A. Se la clausola 8, punto 3, dell’accordo quadro, debba essere interpretata nel senso che nell’ambito della sua attuazione nell’ordinamento interno vieta una “reformatio in peius” attraverso un abbassamento dell’età da 60 a 58. B. Se la clausola 5, n.1, dell’accordo quadro debba essere interpretata nel senso che essa osta ad una normativa nazionale, la quale non contiene alcuna limitazione ai sensi delle tre alternative previste al n.1 della clausola 5.
Se, nel caso in cui una delle precedenti questioni venga risolta affermativamente, il giudice nazionale debba disapplicare la normativa nazionale contrastante con il diritto comunitario e se trovi quindi applicazione il principio generale di diritto interno di necessaria presenza di una ragione obiettiva.

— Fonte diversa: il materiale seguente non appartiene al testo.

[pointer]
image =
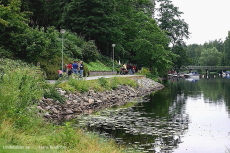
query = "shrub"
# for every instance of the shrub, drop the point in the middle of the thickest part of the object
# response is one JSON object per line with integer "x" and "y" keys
{"x": 51, "y": 92}
{"x": 103, "y": 82}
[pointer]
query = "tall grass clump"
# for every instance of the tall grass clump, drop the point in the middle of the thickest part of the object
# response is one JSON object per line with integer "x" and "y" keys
{"x": 20, "y": 89}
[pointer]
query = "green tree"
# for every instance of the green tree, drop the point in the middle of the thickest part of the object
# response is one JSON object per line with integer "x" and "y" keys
{"x": 93, "y": 19}
{"x": 225, "y": 60}
{"x": 210, "y": 57}
{"x": 193, "y": 53}
{"x": 13, "y": 23}
{"x": 168, "y": 17}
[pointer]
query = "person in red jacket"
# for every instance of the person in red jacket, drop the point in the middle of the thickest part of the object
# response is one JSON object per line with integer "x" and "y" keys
{"x": 69, "y": 68}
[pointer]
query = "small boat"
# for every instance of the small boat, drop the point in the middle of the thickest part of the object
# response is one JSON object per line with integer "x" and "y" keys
{"x": 192, "y": 74}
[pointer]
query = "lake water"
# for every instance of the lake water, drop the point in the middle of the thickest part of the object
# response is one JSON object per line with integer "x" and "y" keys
{"x": 187, "y": 116}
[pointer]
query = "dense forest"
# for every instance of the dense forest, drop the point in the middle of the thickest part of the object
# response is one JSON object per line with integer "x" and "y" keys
{"x": 146, "y": 32}
{"x": 212, "y": 53}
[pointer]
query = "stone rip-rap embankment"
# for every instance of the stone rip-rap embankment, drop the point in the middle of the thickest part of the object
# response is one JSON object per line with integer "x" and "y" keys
{"x": 88, "y": 102}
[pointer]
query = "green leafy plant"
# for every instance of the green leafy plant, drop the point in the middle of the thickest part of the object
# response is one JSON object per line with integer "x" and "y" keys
{"x": 51, "y": 92}
{"x": 103, "y": 82}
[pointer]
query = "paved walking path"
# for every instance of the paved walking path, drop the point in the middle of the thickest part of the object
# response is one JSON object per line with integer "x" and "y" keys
{"x": 96, "y": 77}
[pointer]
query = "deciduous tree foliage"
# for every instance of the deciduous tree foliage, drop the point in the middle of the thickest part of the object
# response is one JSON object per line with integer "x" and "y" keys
{"x": 210, "y": 57}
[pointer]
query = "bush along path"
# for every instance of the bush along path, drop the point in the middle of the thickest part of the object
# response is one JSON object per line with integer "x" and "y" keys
{"x": 90, "y": 101}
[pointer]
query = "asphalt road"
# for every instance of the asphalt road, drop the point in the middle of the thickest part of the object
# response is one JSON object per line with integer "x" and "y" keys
{"x": 96, "y": 77}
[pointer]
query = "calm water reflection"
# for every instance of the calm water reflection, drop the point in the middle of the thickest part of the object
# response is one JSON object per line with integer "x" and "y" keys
{"x": 187, "y": 116}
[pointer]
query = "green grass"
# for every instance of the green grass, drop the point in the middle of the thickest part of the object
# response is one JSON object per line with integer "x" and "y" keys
{"x": 100, "y": 84}
{"x": 21, "y": 126}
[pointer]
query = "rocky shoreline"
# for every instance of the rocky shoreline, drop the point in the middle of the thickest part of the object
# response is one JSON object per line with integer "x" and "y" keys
{"x": 88, "y": 102}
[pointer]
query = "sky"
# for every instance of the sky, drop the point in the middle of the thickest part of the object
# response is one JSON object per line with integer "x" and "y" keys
{"x": 207, "y": 19}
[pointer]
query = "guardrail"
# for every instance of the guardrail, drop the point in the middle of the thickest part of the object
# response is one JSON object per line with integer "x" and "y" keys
{"x": 94, "y": 73}
{"x": 191, "y": 67}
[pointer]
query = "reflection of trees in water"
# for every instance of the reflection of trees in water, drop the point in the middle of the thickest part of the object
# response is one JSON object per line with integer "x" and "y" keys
{"x": 215, "y": 90}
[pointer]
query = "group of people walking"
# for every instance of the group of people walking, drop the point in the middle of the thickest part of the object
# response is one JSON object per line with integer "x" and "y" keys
{"x": 75, "y": 68}
{"x": 131, "y": 69}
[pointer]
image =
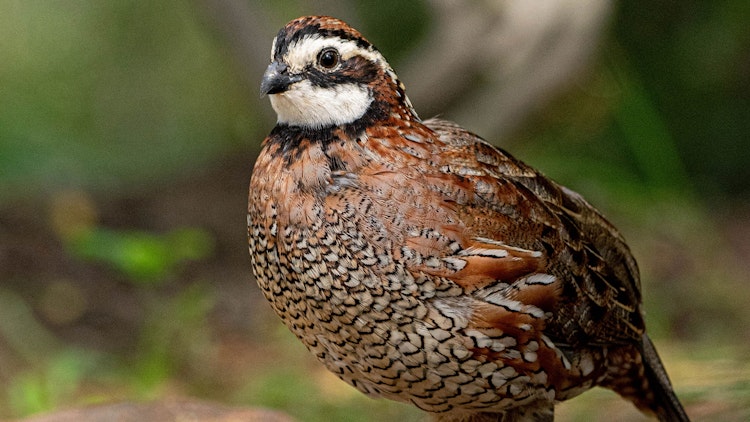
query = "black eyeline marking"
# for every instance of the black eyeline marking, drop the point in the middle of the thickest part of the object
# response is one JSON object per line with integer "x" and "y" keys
{"x": 284, "y": 38}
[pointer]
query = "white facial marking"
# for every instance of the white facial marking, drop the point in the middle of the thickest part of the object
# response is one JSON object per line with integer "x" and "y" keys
{"x": 305, "y": 51}
{"x": 305, "y": 104}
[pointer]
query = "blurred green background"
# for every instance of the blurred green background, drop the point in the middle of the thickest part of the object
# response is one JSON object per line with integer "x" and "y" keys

Se l’art. 6 della direttiva 2000/78/CE, debba essere interpretato nel senso che esso osta ad una normativa nazionale la quale consente di concludere contratti a tempo determinato con lavoratori che abbiamo compiuto i 52 anni in assenza di una ragione obiettiva, così derogando al principio della necessaria presenza di una ragione obiettiva.

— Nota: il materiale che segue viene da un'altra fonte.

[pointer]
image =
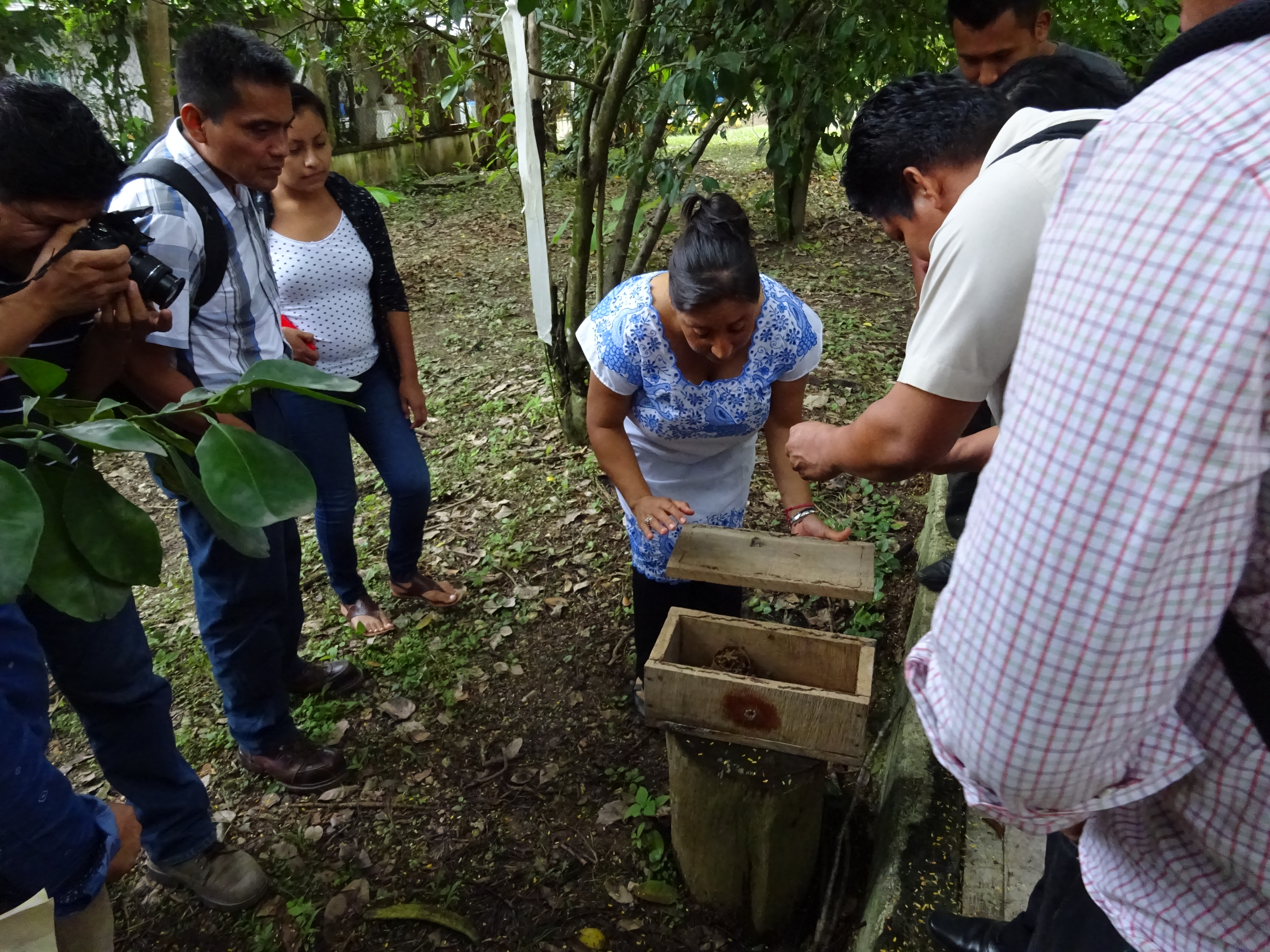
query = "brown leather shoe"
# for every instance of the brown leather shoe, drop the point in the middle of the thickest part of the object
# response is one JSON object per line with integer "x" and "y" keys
{"x": 301, "y": 766}
{"x": 338, "y": 678}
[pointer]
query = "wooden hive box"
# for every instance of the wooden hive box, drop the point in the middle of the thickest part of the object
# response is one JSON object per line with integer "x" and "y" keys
{"x": 810, "y": 697}
{"x": 778, "y": 563}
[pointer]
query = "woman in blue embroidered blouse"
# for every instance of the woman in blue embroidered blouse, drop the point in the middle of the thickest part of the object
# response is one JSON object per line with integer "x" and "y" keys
{"x": 686, "y": 367}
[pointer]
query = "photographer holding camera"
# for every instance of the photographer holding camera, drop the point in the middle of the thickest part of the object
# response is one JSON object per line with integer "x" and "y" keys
{"x": 201, "y": 181}
{"x": 70, "y": 298}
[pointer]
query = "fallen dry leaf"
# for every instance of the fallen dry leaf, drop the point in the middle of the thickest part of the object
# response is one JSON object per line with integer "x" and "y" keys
{"x": 432, "y": 914}
{"x": 611, "y": 813}
{"x": 619, "y": 893}
{"x": 398, "y": 708}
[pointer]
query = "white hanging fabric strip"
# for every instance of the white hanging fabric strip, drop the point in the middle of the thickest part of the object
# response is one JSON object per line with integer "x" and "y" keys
{"x": 531, "y": 173}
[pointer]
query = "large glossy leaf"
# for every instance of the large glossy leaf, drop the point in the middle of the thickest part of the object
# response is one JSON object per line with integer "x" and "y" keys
{"x": 293, "y": 374}
{"x": 116, "y": 537}
{"x": 60, "y": 574}
{"x": 41, "y": 376}
{"x": 21, "y": 522}
{"x": 253, "y": 480}
{"x": 115, "y": 435}
{"x": 248, "y": 540}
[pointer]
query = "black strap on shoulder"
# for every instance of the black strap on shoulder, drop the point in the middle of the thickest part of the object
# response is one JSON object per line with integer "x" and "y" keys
{"x": 216, "y": 247}
{"x": 1078, "y": 129}
{"x": 1248, "y": 672}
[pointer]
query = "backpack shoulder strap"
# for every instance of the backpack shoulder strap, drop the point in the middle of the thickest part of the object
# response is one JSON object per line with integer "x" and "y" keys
{"x": 1078, "y": 129}
{"x": 1248, "y": 672}
{"x": 216, "y": 247}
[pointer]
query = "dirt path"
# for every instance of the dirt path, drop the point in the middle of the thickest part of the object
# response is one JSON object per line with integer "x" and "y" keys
{"x": 535, "y": 663}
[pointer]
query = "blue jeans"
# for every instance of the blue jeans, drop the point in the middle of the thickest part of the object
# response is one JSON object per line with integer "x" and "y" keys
{"x": 105, "y": 672}
{"x": 51, "y": 837}
{"x": 251, "y": 614}
{"x": 319, "y": 436}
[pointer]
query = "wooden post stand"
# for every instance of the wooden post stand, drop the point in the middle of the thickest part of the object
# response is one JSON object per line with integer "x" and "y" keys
{"x": 746, "y": 827}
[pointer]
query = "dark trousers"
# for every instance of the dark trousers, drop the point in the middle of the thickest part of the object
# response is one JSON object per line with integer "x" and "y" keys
{"x": 251, "y": 612}
{"x": 105, "y": 672}
{"x": 654, "y": 600}
{"x": 319, "y": 436}
{"x": 51, "y": 838}
{"x": 962, "y": 485}
{"x": 1061, "y": 917}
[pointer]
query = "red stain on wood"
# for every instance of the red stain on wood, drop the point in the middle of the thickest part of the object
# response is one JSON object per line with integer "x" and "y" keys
{"x": 747, "y": 710}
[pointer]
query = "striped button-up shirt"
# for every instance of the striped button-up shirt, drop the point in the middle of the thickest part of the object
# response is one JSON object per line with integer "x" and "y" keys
{"x": 239, "y": 325}
{"x": 1068, "y": 673}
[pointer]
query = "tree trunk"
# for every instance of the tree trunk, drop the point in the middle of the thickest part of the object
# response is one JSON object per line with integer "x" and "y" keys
{"x": 534, "y": 59}
{"x": 746, "y": 827}
{"x": 155, "y": 50}
{"x": 596, "y": 135}
{"x": 620, "y": 248}
{"x": 657, "y": 221}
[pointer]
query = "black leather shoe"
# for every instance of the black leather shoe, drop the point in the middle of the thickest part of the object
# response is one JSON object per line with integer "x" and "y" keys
{"x": 338, "y": 678}
{"x": 964, "y": 934}
{"x": 301, "y": 766}
{"x": 935, "y": 576}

Ricevibilità del rinvio pregiudiziale
In ogni caso, alla Corte spetta esaminare le condizioni in cui è stata adita da giudice nazionale al fine di verificare la propria competenza, ragion per cui, presupposto del funzionamento del meccanismo di rinvio pregiudiziale è lo spirito di collaborazione tra le corti. In considerazione di questo compito la Corte ha ritenuto di non poter statuire quando risulti manifesto che l'interpetazione del diritto comunitario non ha alcun rapporto con la realtà o con l'oggetto della causa principale.

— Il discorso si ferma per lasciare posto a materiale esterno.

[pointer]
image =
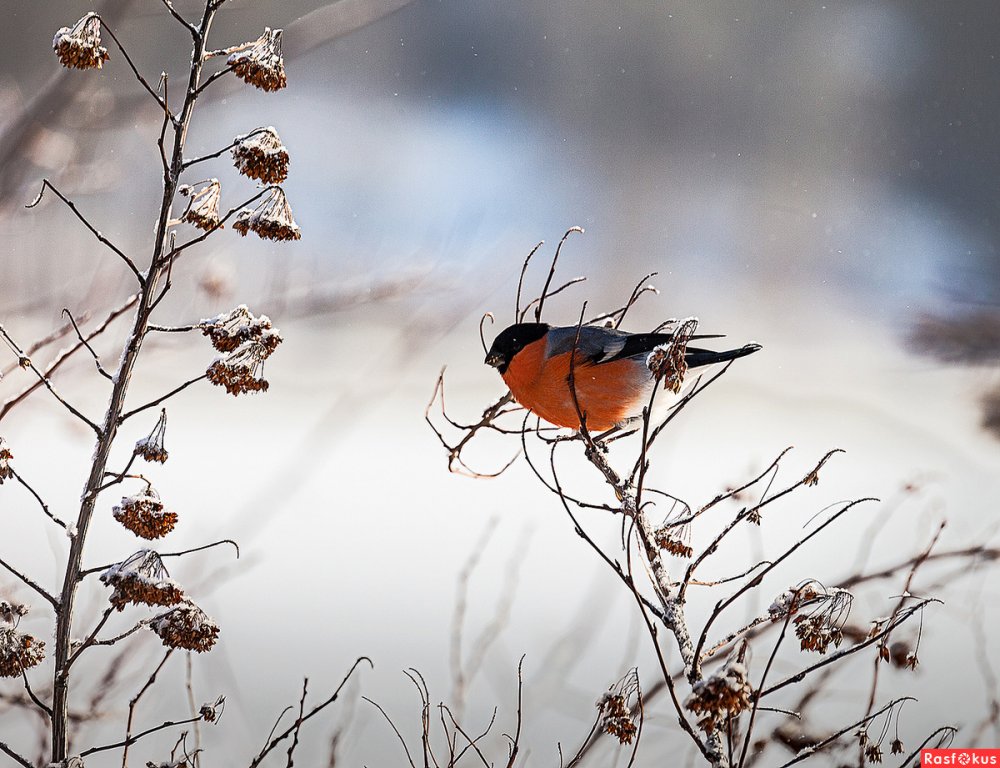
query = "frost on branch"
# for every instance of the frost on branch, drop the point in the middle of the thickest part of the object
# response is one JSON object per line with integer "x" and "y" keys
{"x": 6, "y": 473}
{"x": 18, "y": 651}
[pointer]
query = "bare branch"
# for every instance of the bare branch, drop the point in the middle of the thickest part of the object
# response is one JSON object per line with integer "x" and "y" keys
{"x": 811, "y": 750}
{"x": 41, "y": 503}
{"x": 94, "y": 231}
{"x": 64, "y": 356}
{"x": 181, "y": 20}
{"x": 34, "y": 585}
{"x": 15, "y": 756}
{"x": 25, "y": 361}
{"x": 302, "y": 718}
{"x": 97, "y": 360}
{"x": 157, "y": 401}
{"x": 135, "y": 71}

Dubbio della Repubblica Federale di Germania sulla ricevibilità della domanda di pronuncia pregiudiziale per il potenziale carattere fittizio/artificiale della controversia di cui alla causa principale.
Ex art. 234 TCE, quando una questione sull'interpretazione del Trattato o degli atti derivati adottati dalle istituzioni della Comunità è sollevata dinanzi ad un giudice di uno Stato membro, tale giudice, qualora reputi necessaria per emanare la sua sentenza una decisione su questo punto, può domandare alla Corte di pronunciarsi sulla questione. Di conseguenza, se la questione sollevata dal giudice a quo verte sull'interpretazione di una disposizione di diritto comunitario, la Corte, in via di principio, è tenuta a statuire.
Nella causa principale non risulta contestabile che l'interpretazione del diritto comunitario richiesta dal giudice a quo risponde effettivamente ad una esigenza obiettiva. La corte considera, di conseguenza, la domanda di pronuncia pregiudiziale ricevibile.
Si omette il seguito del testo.